Este script é bastante similar ao anterior, mas tem uns macetes a mais, veja só: ele tem que ser executado em background para não prender o prompt mas o $! será o do programa passado como parâmetro já que ele foi colocado em background após o monbg.sh propriamente dito. Repare também a opção -q (quiet) do grep, ela serve para tranformá-lo num comando mineiro, isto é, para o grep “trabalhar em silêncio”. O mesmo resultado poderia ser obtido se a linha fosse while ps | grep $! > /dev/null, como nos exemplos que vimos até agora.

Pinguim com placa de dica Não esqueça: o Bash disponibiliza a variável $! que possui o PID (Process IDentification) do último processo executado em background.

Vamos melhorar o musinc, que é o nosso programa para incluir registros no arquivo musicas, mas antes preciso te ensinar a pegar um dado da tela, e já vou avisando: só vou dar uma pequena dica do comando read (que é quem pega o dado da tela) que seja o suficiente para resolver este nosso problema. Em uma outra rodada de chope vou te ensinar tudo sobre o assunto, inclusive como formatar tela, mas hoje estamos falando sobre loops.
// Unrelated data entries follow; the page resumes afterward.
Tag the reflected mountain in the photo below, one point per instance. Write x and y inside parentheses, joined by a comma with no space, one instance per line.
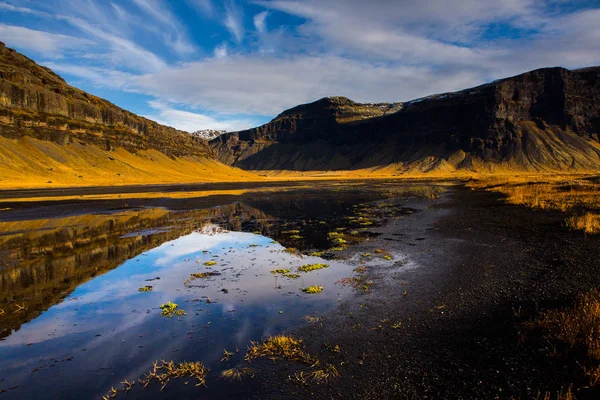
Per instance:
(43,260)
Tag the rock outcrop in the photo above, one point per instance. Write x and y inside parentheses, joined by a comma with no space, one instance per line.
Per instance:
(547,119)
(35,102)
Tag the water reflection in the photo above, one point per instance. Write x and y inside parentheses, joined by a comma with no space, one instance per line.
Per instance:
(85,326)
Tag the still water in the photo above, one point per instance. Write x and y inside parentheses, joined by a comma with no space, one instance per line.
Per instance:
(81,292)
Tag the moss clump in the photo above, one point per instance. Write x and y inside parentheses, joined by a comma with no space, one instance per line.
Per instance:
(280,347)
(313,289)
(171,309)
(164,371)
(281,271)
(202,275)
(312,267)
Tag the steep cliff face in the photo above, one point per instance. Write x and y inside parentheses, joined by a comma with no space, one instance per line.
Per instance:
(546,119)
(325,120)
(37,103)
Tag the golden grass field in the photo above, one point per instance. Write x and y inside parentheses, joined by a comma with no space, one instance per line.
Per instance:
(578,196)
(32,163)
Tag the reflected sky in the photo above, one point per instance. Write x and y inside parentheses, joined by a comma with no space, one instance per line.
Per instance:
(109,330)
(87,327)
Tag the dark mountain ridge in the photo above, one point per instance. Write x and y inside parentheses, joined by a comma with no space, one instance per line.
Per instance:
(36,102)
(546,119)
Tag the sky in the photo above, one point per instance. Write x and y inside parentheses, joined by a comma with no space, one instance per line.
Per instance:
(232,64)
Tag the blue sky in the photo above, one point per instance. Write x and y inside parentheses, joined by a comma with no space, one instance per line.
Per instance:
(200,64)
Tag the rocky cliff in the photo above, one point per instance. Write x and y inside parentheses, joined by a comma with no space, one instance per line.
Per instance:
(35,102)
(547,119)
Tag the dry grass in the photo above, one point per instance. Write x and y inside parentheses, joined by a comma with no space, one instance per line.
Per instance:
(171,309)
(281,271)
(323,375)
(568,395)
(576,195)
(164,371)
(236,374)
(312,267)
(280,347)
(313,289)
(578,329)
(589,223)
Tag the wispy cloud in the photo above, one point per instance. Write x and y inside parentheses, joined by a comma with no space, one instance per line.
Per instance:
(50,45)
(190,121)
(398,50)
(233,20)
(205,7)
(260,21)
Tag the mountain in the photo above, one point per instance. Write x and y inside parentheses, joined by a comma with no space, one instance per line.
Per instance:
(546,119)
(208,134)
(52,134)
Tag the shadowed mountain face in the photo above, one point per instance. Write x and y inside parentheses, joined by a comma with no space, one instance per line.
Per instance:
(546,119)
(37,103)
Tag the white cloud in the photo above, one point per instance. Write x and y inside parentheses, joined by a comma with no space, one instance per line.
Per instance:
(47,44)
(398,50)
(205,7)
(190,122)
(123,52)
(24,10)
(221,50)
(160,12)
(260,21)
(233,20)
(255,84)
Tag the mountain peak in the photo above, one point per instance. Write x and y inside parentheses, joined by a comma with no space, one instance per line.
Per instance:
(545,119)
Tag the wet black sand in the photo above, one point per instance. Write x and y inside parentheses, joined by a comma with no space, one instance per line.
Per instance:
(442,323)
(478,261)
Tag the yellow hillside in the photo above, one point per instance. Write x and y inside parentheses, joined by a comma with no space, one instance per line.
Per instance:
(29,162)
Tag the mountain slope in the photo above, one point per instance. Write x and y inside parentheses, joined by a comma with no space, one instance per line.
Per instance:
(54,134)
(547,119)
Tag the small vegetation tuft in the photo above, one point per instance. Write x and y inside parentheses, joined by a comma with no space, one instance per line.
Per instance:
(313,289)
(578,330)
(164,371)
(281,271)
(280,347)
(171,309)
(312,267)
(236,374)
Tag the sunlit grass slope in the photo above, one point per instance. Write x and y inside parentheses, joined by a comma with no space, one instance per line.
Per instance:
(29,162)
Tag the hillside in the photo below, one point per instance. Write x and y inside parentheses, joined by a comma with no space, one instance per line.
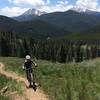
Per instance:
(75,81)
(35,29)
(71,20)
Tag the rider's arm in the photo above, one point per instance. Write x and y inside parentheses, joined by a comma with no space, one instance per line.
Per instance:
(35,64)
(24,66)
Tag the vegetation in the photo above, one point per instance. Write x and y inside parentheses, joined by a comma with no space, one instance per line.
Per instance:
(66,51)
(12,87)
(70,81)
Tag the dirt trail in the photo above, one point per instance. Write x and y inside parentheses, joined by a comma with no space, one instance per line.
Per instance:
(29,93)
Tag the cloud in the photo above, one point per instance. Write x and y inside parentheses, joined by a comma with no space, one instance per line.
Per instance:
(34,3)
(62,5)
(14,11)
(87,4)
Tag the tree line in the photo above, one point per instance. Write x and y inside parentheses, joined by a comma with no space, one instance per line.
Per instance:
(56,50)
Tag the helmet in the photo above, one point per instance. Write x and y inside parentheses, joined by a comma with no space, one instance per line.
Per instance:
(28,57)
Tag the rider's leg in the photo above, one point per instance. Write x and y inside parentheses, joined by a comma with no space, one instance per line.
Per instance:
(28,77)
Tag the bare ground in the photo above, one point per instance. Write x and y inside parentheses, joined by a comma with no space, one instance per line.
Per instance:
(29,93)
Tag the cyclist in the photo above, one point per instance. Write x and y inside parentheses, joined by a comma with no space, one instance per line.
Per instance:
(28,66)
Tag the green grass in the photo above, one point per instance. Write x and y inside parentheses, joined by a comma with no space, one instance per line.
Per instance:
(72,81)
(12,86)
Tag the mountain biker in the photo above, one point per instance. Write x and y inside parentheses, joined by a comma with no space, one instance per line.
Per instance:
(28,66)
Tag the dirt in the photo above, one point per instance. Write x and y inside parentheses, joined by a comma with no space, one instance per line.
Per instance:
(29,93)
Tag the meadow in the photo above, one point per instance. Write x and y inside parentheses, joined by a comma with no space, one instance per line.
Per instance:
(70,81)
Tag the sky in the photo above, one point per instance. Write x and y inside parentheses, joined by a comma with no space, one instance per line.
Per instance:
(17,7)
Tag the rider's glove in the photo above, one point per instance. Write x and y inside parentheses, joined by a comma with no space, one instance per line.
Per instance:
(35,64)
(23,67)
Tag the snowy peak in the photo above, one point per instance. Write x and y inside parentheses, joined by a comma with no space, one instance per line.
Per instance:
(82,9)
(34,12)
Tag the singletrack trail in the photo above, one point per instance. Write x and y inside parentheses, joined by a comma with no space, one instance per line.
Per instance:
(28,92)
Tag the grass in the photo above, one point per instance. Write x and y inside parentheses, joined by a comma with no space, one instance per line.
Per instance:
(71,81)
(12,86)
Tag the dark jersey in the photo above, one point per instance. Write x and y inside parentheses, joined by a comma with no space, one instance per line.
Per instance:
(28,64)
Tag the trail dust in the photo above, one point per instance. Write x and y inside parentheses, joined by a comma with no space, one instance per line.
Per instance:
(28,92)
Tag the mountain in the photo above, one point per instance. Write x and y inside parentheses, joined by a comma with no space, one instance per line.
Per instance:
(29,15)
(71,20)
(35,28)
(6,23)
(85,10)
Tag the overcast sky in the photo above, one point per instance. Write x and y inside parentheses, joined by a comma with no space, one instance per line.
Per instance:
(17,7)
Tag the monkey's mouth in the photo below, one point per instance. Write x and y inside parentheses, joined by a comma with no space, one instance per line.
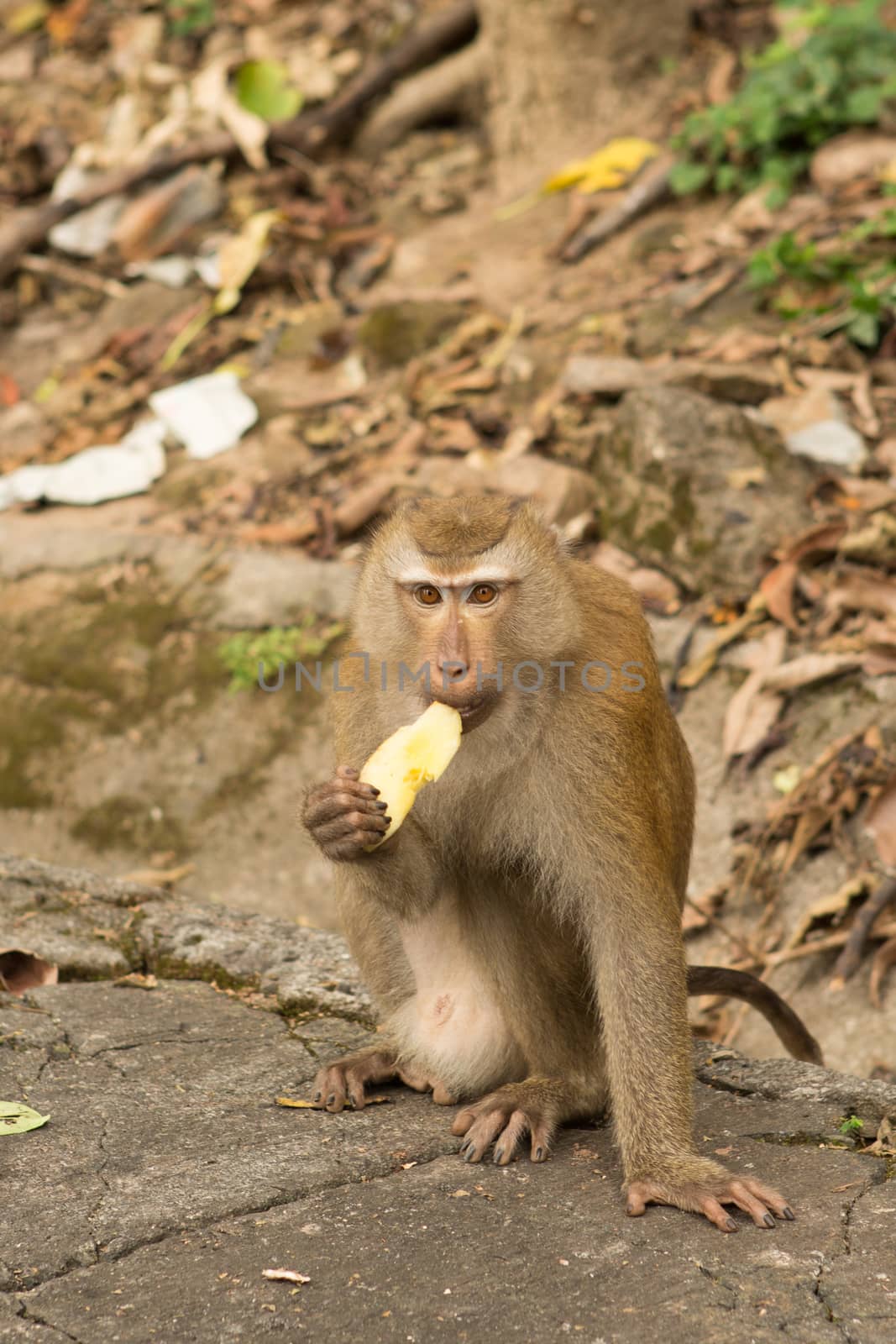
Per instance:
(472,711)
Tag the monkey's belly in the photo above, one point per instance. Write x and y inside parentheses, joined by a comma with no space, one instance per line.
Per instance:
(452,1028)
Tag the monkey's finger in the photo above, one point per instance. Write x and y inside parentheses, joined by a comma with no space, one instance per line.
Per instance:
(779,1206)
(333,1092)
(750,1205)
(542,1136)
(712,1210)
(463,1121)
(338,804)
(510,1137)
(481,1136)
(374,824)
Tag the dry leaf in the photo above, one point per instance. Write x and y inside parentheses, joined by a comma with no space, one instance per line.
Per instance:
(22,971)
(605,170)
(864,591)
(752,711)
(883,960)
(285,1276)
(882,823)
(831,906)
(778,591)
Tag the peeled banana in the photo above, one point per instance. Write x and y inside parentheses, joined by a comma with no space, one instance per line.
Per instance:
(412,757)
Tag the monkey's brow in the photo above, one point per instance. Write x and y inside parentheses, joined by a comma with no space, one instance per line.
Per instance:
(495,575)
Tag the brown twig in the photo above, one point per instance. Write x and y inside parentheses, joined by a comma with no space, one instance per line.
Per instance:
(852,954)
(308,134)
(651,187)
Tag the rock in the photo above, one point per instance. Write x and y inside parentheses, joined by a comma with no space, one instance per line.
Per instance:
(398,333)
(594,375)
(849,156)
(168,1180)
(668,497)
(831,443)
(265,588)
(815,425)
(559,491)
(598,376)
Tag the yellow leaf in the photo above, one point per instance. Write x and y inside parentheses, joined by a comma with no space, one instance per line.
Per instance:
(609,167)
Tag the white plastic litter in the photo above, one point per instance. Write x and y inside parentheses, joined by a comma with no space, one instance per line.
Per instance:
(107,472)
(87,233)
(208,414)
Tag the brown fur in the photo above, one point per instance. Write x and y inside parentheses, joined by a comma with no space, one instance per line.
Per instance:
(540,884)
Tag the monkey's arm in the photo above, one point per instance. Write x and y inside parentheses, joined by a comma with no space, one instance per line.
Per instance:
(739,984)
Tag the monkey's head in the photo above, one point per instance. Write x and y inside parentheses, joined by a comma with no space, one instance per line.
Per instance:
(469,589)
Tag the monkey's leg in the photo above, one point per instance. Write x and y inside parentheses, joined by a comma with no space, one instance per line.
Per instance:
(535,1106)
(647,1047)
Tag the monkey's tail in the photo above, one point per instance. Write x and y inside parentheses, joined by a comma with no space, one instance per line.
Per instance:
(741,984)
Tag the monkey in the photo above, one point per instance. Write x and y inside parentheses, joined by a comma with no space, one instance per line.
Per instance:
(520,933)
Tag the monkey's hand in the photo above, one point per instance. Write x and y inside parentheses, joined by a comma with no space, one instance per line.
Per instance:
(705,1187)
(344,816)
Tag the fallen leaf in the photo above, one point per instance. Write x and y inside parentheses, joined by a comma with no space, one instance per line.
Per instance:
(752,711)
(22,971)
(606,168)
(136,981)
(265,87)
(882,823)
(286,1276)
(828,907)
(16,1119)
(778,591)
(812,667)
(883,960)
(864,591)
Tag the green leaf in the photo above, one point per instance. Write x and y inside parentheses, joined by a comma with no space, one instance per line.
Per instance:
(264,87)
(16,1119)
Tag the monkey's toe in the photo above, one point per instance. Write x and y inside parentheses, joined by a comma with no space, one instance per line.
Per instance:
(343,1082)
(504,1119)
(761,1202)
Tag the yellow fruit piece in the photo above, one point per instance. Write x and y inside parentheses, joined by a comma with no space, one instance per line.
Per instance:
(411,759)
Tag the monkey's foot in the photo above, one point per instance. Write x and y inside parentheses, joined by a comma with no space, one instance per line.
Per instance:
(344,1079)
(504,1117)
(708,1195)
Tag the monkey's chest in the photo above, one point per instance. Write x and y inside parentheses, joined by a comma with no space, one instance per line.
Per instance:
(453,1028)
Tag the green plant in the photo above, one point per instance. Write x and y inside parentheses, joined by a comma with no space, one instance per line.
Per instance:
(793,98)
(848,282)
(187,18)
(244,654)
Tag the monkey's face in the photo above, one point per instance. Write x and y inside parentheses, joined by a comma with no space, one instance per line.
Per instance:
(456,595)
(457,622)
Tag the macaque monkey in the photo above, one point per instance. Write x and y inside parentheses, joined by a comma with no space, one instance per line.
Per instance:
(521,932)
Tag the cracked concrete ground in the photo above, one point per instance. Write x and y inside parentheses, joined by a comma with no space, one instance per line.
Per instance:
(168,1179)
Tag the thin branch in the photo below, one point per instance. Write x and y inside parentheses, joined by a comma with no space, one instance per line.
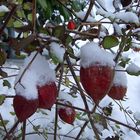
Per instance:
(56,109)
(8,76)
(24,130)
(83,97)
(69,10)
(7,19)
(34,16)
(5,129)
(81,131)
(88,13)
(19,80)
(11,130)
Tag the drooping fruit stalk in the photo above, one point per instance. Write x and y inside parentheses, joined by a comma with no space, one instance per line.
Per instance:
(96,71)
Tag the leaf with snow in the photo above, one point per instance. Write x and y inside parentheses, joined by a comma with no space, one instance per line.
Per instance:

A sintaxe do comando read que nos interessa por hoje é a seguinte:

$ read -p “prompt de leitura” var

Onde prompt de leitura é o texto que você quer que apareça escrito na tela, e quando o operador teclar o dado, ele irá para a variável var. Por exemplo:

$ read -p “Título do Álbum: ” Tit

Bem, uma vez entendido isso, vamos à especificação do nosso problema: faremos um programa que inicialmente lerá o nome do álbum e em seguida fara um loop de leitura, pegando a música e o artista. Este loop termina quando for informada uma música vazia, isto é, ao ser solicitada a digitação da música, o operador dá um simples <ENTER>. Para facilitar a vida do operador, vamos oferecer como default o mesmo nome do artista da música anterior (já que é normal que o álbum seja todo do mesmo artista) até que ele deseje alterá-lo. Vamos ver como ficou:

$ cat musinc
#!/bin/bash
# Cadastra CDs (versao 4)
#
clear
read -p “Título do Álbum: ” Tit
[ “$Tit” ] || exit 1 # Fim da execução se título vazio
if grep “^$Tit^” musicas > /dev/null
then
echo Este álbum já está cadastrado
exit 1
fi
Reg=”$Tit^”
Cont=1
oArt=
while true
do
echo Dados da trilha $Cont:
read -p “Música: ” Mus
[ “$Mus” ] || break # Sai se vazio
read -p “Artista: $oArt // ” Art
[ “$Art” ] && oArt=”$Art” # Se vazio Art anterior
Reg=”$Reg$oArt~$Mus:” # Montando registro
Cont=$((Cont + 1))
# A linha anterior tb poderia ser ((Cont++))
done
echo “$Reg” >> musicas
sort musicas -o musicas

Este exemplo, começa com a leitura do título do álbum, que se não for informado, terminará a execução do programa. Em seguida um grep procura no início (^) de cada registro de musicas, o título informado seguido do separador (^) (que está precedido de uma contrabarra () para protegê-lo da interpretação do Shell).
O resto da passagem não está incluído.